UNASSIGNED: The electronic MEDLINE database PubMed was searched for relevant articles published until June 30, 2022. Study quality assessment was performed using the QUADAS-2 toolbox. A random effects bivariate model was exploited for data synthesis.
UNASSIGNED: Our systematic review identified 27 eligible studies according to the predefined inclusion criteria, of which 22 were included in the final analysis. Overall, 1855 patients with synucleinopathies and 1378 non-synucleinopathies as control subjects were included in the meta-analysis. The pooled sensitivity and specificity to differentiate synucleinopathies from controls with αSyn-SAA were 0.88 (95% CI, 0.82-0.93) and 0.95 (95% CI, 0.92-0.97), respectively. Evaluating the diagnostic performance of RT-QuIC in a subgroup analysis for the detection of patients with multiple system atrophy the pooled sensitivity decreased to 0.30 (95% CI, 0.11-0.59).

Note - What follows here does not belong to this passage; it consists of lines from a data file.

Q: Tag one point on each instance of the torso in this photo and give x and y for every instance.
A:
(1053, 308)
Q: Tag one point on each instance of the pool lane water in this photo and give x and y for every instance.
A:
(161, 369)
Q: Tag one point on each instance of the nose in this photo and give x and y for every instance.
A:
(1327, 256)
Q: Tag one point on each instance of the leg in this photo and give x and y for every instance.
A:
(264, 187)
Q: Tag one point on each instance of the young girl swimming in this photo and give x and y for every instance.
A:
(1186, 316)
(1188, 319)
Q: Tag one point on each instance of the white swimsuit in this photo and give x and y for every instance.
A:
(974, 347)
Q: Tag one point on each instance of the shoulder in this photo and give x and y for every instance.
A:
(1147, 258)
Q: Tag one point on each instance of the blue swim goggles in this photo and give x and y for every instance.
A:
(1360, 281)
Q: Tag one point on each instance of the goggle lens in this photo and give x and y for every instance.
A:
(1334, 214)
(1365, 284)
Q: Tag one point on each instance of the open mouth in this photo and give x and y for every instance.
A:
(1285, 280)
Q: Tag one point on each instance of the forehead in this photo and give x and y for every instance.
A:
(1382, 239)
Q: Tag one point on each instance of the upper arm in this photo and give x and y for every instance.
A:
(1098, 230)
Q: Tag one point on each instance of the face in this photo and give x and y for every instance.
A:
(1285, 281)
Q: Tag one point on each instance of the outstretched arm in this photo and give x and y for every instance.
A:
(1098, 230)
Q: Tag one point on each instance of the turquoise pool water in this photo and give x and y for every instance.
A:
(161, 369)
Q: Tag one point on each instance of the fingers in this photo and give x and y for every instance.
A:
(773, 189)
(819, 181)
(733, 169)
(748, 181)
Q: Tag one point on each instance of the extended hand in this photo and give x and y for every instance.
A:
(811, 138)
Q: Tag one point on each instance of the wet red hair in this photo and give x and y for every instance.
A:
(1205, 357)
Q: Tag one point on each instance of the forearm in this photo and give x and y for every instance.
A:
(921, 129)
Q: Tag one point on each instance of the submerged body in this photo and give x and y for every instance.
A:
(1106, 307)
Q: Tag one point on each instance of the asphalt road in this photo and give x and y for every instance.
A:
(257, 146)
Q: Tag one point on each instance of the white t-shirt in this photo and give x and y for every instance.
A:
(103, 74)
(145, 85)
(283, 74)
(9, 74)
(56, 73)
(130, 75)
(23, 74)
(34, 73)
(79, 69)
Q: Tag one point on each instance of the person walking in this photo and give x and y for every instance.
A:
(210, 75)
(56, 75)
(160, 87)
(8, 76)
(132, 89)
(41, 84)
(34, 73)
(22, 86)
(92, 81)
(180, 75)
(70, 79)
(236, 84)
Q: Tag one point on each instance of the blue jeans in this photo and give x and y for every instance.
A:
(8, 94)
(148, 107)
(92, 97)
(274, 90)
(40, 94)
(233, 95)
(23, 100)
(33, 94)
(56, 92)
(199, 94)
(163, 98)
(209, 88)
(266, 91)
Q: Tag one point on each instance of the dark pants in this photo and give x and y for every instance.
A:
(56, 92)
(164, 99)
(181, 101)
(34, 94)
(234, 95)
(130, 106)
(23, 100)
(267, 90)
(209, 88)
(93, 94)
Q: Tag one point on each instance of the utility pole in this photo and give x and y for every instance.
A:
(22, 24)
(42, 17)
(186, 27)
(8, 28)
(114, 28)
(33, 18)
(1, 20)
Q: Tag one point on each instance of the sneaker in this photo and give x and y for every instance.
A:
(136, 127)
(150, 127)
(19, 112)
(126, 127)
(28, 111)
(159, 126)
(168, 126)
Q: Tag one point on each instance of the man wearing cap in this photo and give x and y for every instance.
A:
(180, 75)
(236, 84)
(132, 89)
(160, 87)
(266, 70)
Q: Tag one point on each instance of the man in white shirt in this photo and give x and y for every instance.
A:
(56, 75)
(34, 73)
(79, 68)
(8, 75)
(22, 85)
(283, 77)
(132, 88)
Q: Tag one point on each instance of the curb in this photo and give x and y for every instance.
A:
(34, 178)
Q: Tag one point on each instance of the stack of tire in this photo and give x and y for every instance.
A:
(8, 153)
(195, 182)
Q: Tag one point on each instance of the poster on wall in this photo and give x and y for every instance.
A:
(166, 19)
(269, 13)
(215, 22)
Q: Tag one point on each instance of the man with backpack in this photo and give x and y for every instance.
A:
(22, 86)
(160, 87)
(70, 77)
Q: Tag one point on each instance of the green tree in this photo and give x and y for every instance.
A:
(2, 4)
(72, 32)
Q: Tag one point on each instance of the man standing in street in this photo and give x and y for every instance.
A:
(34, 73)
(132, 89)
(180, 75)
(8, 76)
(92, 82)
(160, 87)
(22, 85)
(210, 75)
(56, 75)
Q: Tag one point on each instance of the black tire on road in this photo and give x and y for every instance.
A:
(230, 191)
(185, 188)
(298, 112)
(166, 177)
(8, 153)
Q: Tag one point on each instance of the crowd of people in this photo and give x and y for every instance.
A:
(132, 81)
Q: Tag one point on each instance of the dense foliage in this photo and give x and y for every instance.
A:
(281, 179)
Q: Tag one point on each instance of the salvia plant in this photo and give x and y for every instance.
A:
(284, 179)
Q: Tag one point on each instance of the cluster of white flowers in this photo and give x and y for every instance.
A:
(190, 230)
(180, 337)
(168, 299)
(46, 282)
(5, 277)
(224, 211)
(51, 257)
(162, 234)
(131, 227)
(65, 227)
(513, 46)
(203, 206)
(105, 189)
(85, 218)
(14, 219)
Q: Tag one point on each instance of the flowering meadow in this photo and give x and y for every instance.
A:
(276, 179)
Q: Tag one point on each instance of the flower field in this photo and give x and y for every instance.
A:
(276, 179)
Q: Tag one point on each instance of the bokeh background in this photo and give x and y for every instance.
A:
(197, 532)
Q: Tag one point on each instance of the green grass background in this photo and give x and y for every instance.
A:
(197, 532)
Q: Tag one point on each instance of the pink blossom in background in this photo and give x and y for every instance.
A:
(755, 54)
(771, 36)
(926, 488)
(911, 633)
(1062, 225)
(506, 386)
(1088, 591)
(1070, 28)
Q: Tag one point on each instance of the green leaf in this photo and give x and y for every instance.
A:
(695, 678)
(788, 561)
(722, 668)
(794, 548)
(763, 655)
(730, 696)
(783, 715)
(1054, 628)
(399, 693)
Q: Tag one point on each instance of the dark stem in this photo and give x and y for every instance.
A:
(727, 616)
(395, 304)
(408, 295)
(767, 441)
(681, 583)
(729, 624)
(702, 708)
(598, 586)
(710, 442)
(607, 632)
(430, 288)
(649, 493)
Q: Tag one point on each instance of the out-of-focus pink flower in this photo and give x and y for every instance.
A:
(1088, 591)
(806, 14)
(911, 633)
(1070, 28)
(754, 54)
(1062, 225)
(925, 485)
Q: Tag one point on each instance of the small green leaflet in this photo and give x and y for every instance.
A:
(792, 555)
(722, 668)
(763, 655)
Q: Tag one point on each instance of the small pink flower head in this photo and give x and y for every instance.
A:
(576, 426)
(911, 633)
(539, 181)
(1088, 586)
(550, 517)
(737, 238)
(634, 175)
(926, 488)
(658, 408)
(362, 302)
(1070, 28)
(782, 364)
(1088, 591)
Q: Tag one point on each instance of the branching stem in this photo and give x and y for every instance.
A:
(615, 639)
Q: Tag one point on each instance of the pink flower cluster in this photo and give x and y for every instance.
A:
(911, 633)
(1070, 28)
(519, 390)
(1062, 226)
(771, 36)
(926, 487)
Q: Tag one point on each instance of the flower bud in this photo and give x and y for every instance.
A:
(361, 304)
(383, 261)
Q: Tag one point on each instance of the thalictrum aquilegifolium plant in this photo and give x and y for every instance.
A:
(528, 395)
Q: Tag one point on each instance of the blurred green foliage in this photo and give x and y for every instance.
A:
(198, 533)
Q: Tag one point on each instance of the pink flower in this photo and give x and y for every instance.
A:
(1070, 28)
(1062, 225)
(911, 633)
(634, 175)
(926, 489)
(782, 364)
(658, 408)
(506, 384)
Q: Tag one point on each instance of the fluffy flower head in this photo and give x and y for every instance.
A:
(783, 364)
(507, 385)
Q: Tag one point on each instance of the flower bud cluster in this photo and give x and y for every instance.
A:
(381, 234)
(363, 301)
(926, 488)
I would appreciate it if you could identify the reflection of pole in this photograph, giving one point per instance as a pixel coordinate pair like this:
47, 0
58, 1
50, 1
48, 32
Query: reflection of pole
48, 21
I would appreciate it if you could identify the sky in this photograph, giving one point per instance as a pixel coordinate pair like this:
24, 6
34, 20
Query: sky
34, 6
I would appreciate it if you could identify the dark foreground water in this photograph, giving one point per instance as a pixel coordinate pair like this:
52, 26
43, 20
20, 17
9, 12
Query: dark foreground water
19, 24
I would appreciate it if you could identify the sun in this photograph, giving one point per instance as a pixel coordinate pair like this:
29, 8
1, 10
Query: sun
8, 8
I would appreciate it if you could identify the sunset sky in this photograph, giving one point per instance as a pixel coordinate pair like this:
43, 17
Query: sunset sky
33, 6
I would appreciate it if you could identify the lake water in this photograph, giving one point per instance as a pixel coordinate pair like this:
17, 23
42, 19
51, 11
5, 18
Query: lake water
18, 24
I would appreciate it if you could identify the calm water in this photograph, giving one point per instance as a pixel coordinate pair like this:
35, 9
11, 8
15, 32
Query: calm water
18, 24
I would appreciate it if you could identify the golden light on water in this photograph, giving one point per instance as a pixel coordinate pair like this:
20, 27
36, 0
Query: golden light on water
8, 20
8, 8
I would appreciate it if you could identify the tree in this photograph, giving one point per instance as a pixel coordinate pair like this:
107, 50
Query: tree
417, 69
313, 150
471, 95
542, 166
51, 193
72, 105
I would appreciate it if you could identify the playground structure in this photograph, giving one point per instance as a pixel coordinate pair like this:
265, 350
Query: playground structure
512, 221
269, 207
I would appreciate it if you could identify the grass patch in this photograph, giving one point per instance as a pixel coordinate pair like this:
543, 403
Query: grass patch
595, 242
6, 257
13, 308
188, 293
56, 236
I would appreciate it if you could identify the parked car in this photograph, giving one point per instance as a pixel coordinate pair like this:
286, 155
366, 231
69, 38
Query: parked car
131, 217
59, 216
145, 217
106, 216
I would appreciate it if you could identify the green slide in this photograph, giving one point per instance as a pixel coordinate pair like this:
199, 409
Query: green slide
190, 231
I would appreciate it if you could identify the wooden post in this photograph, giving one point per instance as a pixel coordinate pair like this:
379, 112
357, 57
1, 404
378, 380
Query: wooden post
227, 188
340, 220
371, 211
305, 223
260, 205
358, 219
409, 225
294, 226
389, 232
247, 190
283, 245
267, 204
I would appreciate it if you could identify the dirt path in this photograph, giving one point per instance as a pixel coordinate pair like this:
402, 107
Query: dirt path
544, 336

UNASSIGNED: While our study clearly demonstrated a high diagnostic performance of RT-QuIC and PMCA for differentiating synucleinopathies with Lewy bodies from controls, results for the diagnosis of multiple system atrophy were less robust.
摘要:
■已开发出实时震颤诱导的转换(RT-QuIC)和蛋白质错误折叠循环扩增(PMCA),以通过扩增技术检测微量的淀粉样蛋白,并已用于检测错误折叠的α-突触核蛋白(αSyn)聚集体在帕金森病和其他突触核蛋白病患者的脑脊液(CSF)和其他来源材料中。
■本系统综述和荟萃分析的目的是评估αSyn种子扩增测定(αSyn-SAAs)的诊断准确性,包括RT-QuIC和PMCA,使用CSF作为来源材料来区分突触核蛋白病与对照。
■在电子MEDLINE数据库PubMed中搜索了直到2022年6月30日发布的相关文章。使用QUADAS-2工具箱进行研究质量评估。采用随机效应双变量模型进行数据综合。
■我们的系统评价根据预定义的纳入标准确定了27项符合条件的研究,其中22人被列入最终分析。总的来说,1855例突触核蛋白病患者和1378例非突触核蛋白病患者作为对照受试者被纳入荟萃分析。用αSyn-SAA区分突触核蛋白病与对照的合并敏感性和特异性分别为0.88(95%CI,0.82-0.93)和0.95(95%CI,0.92-0.97),分别。在检测多系统萎缩患者的亚组分析中评估RT-QuIC的诊断性能,合并敏感性降至0.30(95%CI,0.11-0.59)。
虽然我们的研究清楚地证明了RT-QuIC和PMCA在区分路易体突触核蛋白病变与对照组方面的高诊断性能,多系统萎缩的诊断结果不太可靠。
■本系统综述和荟萃分析的目的是评估αSyn种子扩增测定(αSyn-SAAs)的诊断准确性,包括RT-QuIC和PMCA,使用CSF作为来源材料来区分突触核蛋白病与对照。
■在电子MEDLINE数据库PubMed中搜索了直到2022年6月30日发布的相关文章。使用QUADAS-2工具箱进行研究质量评估。采用随机效应双变量模型进行数据综合。
■我们的系统评价根据预定义的纳入标准确定了27项符合条件的研究,其中22人被列入最终分析。总的来说,1855例突触核蛋白病患者和1378例非突触核蛋白病患者作为对照受试者被纳入荟萃分析。用αSyn-SAA区分突触核蛋白病与对照的合并敏感性和特异性分别为0.88(95%CI,0.82-0.93)和0.95(95%CI,0.92-0.97),分别。在检测多系统萎缩患者的亚组分析中评估RT-QuIC的诊断性能,合并敏感性降至0.30(95%CI,0.11-0.59)。
虽然我们的研究清楚地证明了RT-QuIC和PMCA在区分路易体突触核蛋白病变与对照组方面的高诊断性能,多系统萎缩的诊断结果不太可靠。